One approach to address this issue is to test non-native speakers of English in their native languages. However, there are disadvantages to this approach: All clinics would need to be equipped with speech-recognition tests in many different languages; standardized test materials may not be available in a particular language; and an examiner would need to be fluent (or at least highly proficient) in the test language in order to score the listener's responses or have access to a trained interpreter who could score the responses.
It also is important to consider those listeners who communicate predominantly in English but do not speak English as their native language. For these listeners, communication disorders would primarily (though not exclusively) be experienced in English. Thus, evaluating speech recognition in English, rather than in the native language, may be functionally more relevant.
Tools to assess the English-language speech perception of non-native English speakers are limited, a situation that poses problems for clinicians and researchers alike. As a first step in the development
of a clinical tool—and to stimulate further research with non-native English speakers—the Speech and Auditory Research Laboratory at Queens College of the City University of New York and the Phonetics Laboratory at the University of Texas-Austin have been working to develop new English-sentence test materials designed to test non-native speakers of English. This project is supported by ASHA's 2009–2010 Grant Program for Projects on Multicultural Activities.
To develop the lexicon used to create the sentences, research assistants interviewed 100 non-native speakers of English representing 28 nationalities and 15 native languages. These interviews consisted of short conversations initiated with a brief, scripted introduction of one of 20 topics such as sports, vacations, or shopping. Topics were designed to elicit a large lexicon while limiting the scope of the conversation to increase the potential for vocabulary repetition across participants.
Researchers digitally recorded and orthographically transcribed more than 26 hours of conversational speech by non-native English speakers. On average, each subject discussed eight topics for approximately two minutes per topic. The lexicon developed from these transcriptions included more than 200,000 words including 4,100 unique words.
The use of vocabulary familiar to many non-native English speakers with various linguistic backgrounds and levels of English proficiency was critical to the development of the test sentences. Therefore, the words most frequently spoken by the subjects were used to create 500 sentences. Five different syntactical structures using simple English grammar were developed to promote consistency across sentences. Each sentence consisted of five to seven words including four keywords. The 500 sentences were divided into 20 different test lists (each including 25 sentences and 100 keywords) based on vocabulary, syntactic structure distribution, syllable count, and high-frequency speech information (i.e., the distribution of fricative and affricate sounds).
High-quality digital recordings were created for all of the 500 sentences with three different talkers (two females and one male).
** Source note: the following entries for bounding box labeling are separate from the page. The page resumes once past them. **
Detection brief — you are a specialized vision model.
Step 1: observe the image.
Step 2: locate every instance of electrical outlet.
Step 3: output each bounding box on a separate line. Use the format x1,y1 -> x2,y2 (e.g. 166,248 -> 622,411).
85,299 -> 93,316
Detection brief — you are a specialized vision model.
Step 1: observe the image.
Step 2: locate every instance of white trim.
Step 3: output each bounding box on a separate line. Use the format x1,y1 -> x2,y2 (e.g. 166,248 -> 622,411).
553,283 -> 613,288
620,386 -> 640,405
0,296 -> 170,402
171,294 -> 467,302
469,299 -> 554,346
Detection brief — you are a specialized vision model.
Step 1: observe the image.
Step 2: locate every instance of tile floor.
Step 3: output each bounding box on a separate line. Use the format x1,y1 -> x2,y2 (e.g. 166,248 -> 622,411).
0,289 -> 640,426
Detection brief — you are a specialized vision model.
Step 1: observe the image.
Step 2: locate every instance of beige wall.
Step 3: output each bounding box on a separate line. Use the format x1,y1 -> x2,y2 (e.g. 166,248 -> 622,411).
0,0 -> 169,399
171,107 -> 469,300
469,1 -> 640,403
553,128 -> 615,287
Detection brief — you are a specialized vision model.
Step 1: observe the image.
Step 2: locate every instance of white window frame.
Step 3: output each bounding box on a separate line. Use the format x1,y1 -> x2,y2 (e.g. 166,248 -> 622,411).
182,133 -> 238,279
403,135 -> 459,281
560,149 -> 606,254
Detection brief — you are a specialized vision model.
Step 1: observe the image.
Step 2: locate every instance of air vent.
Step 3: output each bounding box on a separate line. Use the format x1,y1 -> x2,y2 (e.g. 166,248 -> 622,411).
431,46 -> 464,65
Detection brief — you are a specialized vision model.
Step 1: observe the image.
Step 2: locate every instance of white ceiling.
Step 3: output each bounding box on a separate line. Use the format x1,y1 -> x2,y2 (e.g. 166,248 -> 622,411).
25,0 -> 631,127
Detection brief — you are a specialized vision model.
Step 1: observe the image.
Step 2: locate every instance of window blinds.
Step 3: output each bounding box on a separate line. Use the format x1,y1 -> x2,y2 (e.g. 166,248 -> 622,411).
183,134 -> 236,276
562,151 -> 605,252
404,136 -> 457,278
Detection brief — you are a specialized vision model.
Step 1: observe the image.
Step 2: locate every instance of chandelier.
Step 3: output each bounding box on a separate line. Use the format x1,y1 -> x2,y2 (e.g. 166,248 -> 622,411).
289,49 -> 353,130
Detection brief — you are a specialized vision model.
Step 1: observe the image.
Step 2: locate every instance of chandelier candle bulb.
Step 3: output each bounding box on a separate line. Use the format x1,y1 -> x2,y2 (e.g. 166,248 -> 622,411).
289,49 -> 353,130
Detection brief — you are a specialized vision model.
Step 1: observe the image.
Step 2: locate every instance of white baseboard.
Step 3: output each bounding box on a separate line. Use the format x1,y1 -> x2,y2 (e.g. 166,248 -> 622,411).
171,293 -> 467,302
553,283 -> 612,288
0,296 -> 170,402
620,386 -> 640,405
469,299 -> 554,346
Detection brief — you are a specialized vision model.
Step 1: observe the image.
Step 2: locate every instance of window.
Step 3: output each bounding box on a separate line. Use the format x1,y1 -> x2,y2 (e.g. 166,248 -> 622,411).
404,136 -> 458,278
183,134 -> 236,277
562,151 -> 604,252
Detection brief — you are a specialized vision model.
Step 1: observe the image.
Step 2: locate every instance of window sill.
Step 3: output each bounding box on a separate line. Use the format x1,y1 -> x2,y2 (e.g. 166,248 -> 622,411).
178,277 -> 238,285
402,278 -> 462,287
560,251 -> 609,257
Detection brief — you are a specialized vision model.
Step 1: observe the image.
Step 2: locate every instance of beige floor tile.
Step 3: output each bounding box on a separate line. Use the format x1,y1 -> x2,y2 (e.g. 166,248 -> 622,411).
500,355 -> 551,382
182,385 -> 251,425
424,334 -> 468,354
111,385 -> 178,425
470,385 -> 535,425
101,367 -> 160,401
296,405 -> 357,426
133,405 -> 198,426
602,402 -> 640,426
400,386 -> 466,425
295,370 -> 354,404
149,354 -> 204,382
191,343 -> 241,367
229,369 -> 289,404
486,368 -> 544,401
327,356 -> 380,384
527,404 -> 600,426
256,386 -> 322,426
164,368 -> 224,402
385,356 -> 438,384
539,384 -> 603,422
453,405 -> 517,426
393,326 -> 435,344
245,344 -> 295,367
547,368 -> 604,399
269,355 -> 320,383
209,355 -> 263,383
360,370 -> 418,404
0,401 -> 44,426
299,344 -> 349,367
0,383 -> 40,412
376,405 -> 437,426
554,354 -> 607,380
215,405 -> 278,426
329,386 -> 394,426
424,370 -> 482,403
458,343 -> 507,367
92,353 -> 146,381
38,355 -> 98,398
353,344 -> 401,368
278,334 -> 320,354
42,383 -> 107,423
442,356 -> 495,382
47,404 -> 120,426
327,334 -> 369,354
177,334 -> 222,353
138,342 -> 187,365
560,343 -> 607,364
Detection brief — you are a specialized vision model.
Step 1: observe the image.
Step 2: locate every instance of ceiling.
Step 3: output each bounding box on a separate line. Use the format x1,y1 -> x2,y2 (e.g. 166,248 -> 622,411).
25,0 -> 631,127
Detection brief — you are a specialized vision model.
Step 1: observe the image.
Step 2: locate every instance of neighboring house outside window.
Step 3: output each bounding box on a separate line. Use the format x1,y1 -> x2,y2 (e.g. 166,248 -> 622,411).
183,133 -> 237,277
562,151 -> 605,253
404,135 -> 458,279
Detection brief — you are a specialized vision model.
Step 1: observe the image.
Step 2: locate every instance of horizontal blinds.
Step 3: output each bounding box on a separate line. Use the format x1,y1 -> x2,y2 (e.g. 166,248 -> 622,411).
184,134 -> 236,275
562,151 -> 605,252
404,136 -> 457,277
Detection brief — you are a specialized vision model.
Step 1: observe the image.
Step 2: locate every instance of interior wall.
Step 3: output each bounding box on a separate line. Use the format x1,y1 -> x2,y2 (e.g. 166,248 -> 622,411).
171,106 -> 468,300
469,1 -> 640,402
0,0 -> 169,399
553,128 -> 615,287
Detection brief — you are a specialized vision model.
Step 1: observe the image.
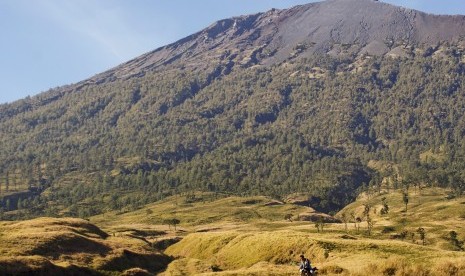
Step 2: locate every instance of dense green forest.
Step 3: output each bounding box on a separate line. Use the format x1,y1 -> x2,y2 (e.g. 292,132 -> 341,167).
0,45 -> 465,219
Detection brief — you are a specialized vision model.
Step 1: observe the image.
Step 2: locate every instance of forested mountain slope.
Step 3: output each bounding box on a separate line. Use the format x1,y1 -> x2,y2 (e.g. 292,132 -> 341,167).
0,0 -> 465,220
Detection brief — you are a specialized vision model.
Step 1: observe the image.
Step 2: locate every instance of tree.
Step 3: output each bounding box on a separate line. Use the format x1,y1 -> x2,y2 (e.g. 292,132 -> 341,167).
449,231 -> 464,250
363,204 -> 374,236
341,213 -> 349,233
284,214 -> 292,222
315,217 -> 325,232
171,218 -> 181,231
417,227 -> 426,245
380,197 -> 389,215
402,191 -> 408,212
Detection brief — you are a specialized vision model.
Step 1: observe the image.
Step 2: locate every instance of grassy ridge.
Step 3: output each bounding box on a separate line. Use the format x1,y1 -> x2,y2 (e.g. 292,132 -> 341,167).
0,218 -> 170,275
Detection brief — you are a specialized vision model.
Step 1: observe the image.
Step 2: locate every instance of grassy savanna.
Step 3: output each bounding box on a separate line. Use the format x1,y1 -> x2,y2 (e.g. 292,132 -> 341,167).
91,193 -> 318,232
0,218 -> 170,275
91,191 -> 465,275
0,189 -> 465,275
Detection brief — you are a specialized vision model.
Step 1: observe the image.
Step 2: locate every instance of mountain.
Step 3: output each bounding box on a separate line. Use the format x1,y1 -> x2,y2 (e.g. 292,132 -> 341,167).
0,0 -> 465,218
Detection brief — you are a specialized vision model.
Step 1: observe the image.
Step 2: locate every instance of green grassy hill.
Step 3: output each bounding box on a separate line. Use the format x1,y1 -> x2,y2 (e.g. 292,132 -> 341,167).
0,191 -> 465,276
0,218 -> 171,275
337,188 -> 465,250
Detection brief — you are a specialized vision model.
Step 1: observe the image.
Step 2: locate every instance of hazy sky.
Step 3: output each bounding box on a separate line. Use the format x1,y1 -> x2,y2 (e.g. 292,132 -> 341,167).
0,0 -> 465,103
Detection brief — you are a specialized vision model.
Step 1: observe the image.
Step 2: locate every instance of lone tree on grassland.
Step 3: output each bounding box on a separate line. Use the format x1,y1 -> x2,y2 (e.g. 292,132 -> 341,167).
449,231 -> 464,251
380,197 -> 389,215
163,218 -> 181,231
284,214 -> 292,222
402,191 -> 408,212
417,227 -> 426,245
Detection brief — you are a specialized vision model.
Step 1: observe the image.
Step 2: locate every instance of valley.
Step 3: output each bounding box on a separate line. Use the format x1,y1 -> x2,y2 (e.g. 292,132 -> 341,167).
0,189 -> 465,275
0,0 -> 465,276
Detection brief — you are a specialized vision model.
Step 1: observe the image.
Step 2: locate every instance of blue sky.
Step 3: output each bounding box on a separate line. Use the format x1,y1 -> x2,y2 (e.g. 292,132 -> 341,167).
0,0 -> 465,103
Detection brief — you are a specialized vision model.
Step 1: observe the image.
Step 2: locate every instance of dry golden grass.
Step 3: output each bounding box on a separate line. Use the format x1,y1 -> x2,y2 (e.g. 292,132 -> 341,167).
0,218 -> 171,275
162,231 -> 465,275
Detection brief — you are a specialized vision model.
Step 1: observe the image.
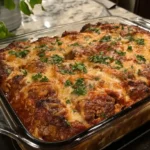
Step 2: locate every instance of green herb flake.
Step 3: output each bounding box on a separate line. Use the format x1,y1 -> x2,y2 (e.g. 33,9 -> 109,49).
64,80 -> 72,86
115,60 -> 123,70
40,76 -> 49,82
40,57 -> 48,63
94,77 -> 100,81
127,45 -> 132,52
135,39 -> 145,45
51,54 -> 64,64
5,68 -> 12,74
137,69 -> 142,75
21,69 -> 28,76
136,55 -> 146,64
88,27 -> 100,34
70,42 -> 80,46
100,35 -> 111,42
125,35 -> 134,42
32,73 -> 42,81
89,52 -> 113,65
38,52 -> 45,57
72,78 -> 87,96
66,99 -> 71,104
72,63 -> 87,73
8,50 -> 29,58
115,50 -> 126,56
56,39 -> 63,46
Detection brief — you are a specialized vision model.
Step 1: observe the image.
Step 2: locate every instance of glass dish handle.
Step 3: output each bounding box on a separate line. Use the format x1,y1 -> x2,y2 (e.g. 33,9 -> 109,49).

To gather normative data for non-native speakers, these sentences are being tested on a large population of speakers of a variety of native languages and various degrees of English-language proficiency.
These sentences will provide a valuable tool for researchers and clinicians. Although linguistic bias can never be eliminated completely from English speech-recognition testing for those who do not speak English as their native language, a large pool of sentences has been developed in an ecologically valid way (i.e., using vocabulary naturally elicited by non-native speakers of English) with simple grammar. These sentences can be used to test listeners' recognition of English speech in quiet or in noise, and will help researchers move one step closer to identifying correctly whether poor English speech perception is due to linguistic inexperience or specific types of auditory impairment.